Речь идет о том, что в автобиографических построениях субъект волен легитимизировать лишь те фрагменты своей жизни, которые сам считает значимыми и согласующимися с его представлениями о себе и внутренними мотивами повествования. Он включает в автобиографические тексты одни события и исключает другие, искажает смысл или подменяет акценты в третьих и даже вообще иногда включает в личную историю выдуманные или заимствованные эпизоды, отсутствующие на его жизненном пути, но которые ему все же хотелось бы пережить и включить в структуру личного опыта. В основном это касается явлений внутреннего плана (интерпретации чужих чувств, переживания собственных инсайтов, метафизических открытий, духовных откровений), но может затрагивать и саму биографическую канву, хотя она и подлежит верификации извне. В этом плане если жизнь субъекта протекает в форме «бытия-под-взглядом», то автобиография строится как «бытие-под-собственным-взглядом».

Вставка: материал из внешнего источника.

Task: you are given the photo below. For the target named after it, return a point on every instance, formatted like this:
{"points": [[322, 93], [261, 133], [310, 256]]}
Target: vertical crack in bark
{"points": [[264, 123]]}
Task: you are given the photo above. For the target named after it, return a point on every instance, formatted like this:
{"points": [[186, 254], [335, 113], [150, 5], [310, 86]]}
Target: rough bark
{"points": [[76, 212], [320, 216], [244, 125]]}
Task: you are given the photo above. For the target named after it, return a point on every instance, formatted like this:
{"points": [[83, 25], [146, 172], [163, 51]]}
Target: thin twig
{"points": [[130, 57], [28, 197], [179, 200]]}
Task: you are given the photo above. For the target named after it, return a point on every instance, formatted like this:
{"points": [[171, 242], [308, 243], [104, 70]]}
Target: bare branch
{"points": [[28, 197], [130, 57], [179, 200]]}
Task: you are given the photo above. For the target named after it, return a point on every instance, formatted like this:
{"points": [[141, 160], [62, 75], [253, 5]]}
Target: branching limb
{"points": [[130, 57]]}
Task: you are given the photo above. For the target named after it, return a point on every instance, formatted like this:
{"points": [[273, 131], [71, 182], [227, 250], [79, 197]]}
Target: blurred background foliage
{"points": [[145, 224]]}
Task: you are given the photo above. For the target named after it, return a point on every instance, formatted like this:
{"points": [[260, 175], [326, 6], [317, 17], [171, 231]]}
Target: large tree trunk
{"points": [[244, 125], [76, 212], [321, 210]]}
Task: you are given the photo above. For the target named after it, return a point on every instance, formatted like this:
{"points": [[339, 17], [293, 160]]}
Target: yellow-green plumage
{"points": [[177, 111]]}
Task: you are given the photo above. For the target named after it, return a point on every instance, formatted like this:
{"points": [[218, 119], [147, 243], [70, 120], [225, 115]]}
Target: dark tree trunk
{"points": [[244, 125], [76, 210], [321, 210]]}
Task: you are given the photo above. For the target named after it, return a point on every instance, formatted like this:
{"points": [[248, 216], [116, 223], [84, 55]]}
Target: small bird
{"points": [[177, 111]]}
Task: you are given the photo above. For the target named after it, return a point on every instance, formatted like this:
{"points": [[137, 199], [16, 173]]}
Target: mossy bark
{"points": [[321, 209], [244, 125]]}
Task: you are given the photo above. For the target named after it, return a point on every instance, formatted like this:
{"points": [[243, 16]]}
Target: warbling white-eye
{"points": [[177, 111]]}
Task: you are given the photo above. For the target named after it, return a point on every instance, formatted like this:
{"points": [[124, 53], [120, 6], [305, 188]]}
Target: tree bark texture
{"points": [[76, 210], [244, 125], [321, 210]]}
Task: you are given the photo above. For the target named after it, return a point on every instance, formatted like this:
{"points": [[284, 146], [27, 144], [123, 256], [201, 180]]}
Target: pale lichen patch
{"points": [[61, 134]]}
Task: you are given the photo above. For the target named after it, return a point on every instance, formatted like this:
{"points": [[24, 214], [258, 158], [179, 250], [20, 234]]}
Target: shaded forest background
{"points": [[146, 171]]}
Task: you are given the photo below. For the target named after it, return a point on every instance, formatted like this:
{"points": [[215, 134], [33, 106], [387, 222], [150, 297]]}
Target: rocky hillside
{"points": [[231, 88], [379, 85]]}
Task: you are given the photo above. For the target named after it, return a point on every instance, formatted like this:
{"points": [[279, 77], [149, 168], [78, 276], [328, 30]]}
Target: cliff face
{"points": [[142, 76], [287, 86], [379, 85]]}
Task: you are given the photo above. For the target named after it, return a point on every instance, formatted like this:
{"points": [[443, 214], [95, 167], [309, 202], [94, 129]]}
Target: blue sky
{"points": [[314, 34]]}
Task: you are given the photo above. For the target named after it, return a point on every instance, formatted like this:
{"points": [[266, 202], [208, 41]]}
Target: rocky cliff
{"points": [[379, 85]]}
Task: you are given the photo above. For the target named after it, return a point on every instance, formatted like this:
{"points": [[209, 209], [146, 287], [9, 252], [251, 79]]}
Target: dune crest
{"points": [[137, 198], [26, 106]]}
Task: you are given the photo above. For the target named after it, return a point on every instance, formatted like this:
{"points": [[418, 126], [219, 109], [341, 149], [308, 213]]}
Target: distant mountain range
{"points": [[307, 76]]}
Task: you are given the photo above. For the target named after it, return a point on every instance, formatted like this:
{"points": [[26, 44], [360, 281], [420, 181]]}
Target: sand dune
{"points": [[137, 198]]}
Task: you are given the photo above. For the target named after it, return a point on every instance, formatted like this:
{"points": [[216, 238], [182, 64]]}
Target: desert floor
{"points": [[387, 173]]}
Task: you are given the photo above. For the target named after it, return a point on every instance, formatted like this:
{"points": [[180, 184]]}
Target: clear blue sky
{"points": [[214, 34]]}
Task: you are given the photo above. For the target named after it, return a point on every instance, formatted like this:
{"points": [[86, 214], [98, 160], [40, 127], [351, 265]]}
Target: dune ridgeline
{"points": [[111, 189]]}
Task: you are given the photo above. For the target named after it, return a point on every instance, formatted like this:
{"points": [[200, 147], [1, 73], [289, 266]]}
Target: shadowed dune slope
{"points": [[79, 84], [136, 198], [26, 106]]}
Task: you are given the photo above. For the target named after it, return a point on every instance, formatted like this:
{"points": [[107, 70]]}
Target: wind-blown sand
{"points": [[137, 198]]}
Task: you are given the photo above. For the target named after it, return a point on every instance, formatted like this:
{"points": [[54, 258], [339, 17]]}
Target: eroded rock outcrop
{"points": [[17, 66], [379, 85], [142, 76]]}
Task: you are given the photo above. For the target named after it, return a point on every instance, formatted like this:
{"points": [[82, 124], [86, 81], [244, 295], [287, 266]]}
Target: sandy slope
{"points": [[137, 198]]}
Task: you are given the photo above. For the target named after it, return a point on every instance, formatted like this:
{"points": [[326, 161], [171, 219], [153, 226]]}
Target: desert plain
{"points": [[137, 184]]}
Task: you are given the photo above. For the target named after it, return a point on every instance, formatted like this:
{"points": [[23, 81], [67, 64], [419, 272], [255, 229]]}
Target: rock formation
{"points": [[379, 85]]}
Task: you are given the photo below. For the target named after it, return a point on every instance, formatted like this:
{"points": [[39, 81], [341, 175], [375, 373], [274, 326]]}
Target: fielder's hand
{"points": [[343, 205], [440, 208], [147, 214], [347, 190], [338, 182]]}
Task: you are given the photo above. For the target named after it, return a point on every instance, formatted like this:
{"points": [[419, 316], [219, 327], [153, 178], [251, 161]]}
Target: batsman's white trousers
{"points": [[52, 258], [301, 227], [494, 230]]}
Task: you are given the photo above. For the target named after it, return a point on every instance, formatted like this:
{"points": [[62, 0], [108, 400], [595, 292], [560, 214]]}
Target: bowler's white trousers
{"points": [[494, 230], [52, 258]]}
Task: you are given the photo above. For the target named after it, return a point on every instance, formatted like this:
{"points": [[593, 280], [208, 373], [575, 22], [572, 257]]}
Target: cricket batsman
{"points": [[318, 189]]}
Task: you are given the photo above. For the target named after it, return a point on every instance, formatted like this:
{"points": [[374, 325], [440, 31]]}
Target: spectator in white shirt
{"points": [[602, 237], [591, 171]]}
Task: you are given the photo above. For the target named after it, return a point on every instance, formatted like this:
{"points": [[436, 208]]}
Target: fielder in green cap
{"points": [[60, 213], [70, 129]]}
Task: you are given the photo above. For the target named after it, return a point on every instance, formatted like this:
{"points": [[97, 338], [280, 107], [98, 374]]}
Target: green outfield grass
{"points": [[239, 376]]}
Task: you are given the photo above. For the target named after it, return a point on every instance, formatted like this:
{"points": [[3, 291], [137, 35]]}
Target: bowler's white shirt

Строя автонарратив, субъект осуществляет метадеятельность по отношению к собственному сознанию, позволяющую путем смысловой интерпретации, амплификации и трансформации событий и происшествий жизни достигать переживания аутентичности. Конечная цель построения и повествования личных историй – создание приемлемого и в той или иной мере достоверного (и/или компенсаторного) образа себя и своего жизненного пути как результата авторефлексивного опыта.
Одновременно «бытие-под-собственным-взглядом» переживается как акт индивидуальной свободы и составляет часть процессов внутреннего моделирования и экспериментирования, позволяющих осуществлять целеполагание, а впоследствии воплощать их результаты в поступки и деяния. В этом плане автобиографирование может быть в перспективе рассмотрено как значимый аспект управления личностью процессами собственной жизни (самоорганизации) и – шире – как элемент саморегуляции.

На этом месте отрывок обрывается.